55 En ce qui concerne les autres services contestés compris dans cette classe, l’opposante n’a pas fourni d’arguments ni d’éléments de preuve spécifiques contestant les conclusions de la décision attaquée.
56 La chambre de recours souscrit aux conclusions de la division d’opposition selon lesquelles les services contestés d’assurance contre les incendies; services d’assurances de biens et de contenus; les services de conseils et d’assistance relatifs aux services précités sont différents des services liés à l’immobilier de la marque antérieure. En effet, les services contestés sont fournis par des compagnies d’assurance ou des institutions liées et sont clairement séparés des activités immobilières. Ils ne partagent pas la même nature, la même destination ou les mêmes canaux de distribution (24/01/2022, R-2201/2019 4, technologies ingénieuses ag/ingénious, § 33).

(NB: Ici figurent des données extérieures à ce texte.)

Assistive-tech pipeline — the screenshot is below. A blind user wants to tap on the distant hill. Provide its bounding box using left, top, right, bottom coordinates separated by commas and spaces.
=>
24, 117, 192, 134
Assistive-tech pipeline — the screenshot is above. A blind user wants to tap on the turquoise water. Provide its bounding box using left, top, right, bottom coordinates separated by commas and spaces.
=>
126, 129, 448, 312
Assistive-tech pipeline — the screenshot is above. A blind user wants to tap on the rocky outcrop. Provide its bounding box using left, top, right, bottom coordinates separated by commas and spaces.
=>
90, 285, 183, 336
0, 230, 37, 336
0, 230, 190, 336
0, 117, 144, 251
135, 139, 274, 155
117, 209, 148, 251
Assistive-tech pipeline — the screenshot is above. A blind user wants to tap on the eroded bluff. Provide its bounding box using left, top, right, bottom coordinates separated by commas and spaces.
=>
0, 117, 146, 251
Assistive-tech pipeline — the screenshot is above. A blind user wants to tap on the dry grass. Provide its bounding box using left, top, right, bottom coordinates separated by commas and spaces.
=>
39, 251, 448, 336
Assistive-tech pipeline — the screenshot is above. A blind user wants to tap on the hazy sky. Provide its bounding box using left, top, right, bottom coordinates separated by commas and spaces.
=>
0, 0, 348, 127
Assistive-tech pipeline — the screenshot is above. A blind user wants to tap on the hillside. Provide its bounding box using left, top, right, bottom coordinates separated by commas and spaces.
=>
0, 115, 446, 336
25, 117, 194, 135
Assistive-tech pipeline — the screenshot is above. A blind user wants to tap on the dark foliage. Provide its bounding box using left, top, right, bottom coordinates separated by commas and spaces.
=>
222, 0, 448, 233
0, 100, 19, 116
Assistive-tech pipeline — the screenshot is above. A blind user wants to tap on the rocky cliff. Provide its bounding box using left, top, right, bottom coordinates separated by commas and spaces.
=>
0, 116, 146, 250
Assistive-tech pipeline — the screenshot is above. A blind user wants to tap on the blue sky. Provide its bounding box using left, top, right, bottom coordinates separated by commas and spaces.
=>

57 Au contraire, la chambre de recours estime que les services d’évaluation immobilière contestés; services d’estimation du prix de l’immobilier; les services de conseils et d’assistance relatifs aux services précités, qui ont trait à l’évaluation des propriétés et aux services de conseils connexes, sont similaires à un degré moyen aux services immobiliers de la marque antérieure. Ces services peuvent être rendus par les mêmes agences immobilières ou entités apparentées, ciblent le même public et sont complémentaires.
Services contestés compris dans la classe 37
58 Les services contestés compris dans la classe 37 consistent en la construction et la supervision de services de construction. Il s’agit de services rendus par des entreprises de construction ou des entreprises spécialisées dans la supervision des chantiers et des processus de construction, et visent à maintenir le projet de construction dans les délais et à garantir sa conformité technique et qualité.
59 Les services de la marque antérieure sont des services immobiliers. Ils couvrent une large catégorie de services liés aux transactions immobilières, qui consistent en la vente, l’achat, la location ou la gestion de biens immobiliers, ainsi que l’intermédiation de l’une de ces activités. En effet, il s’agit principalement de trouver un bien immobilier, de le mettre à la disposition de clients potentiels et d’agir en tant qu’intermédiaire. Il peut également inclure la supervision du respect des obligations contractuelles par le locataire ou l’acheteur, ainsi que la gestion des travaux comptables et papiers pour l’achat ou l’utilisation du bien.
60 Il s’ensuit, comme l’a souligné l’opposante, que les agents immobiliers peuvent être associés à la construction et agir en tant qu’intermédiaire entre le constructeur et l’acheteur &bra; 24/01/2013, R 373/2012-1, triple iii (fig.), § 17; 12/08/2020, R 897/2019-4 parue R 902/2019-4, Coffr/COFRA UNITED UNIQUE (fig.) et al., § 33).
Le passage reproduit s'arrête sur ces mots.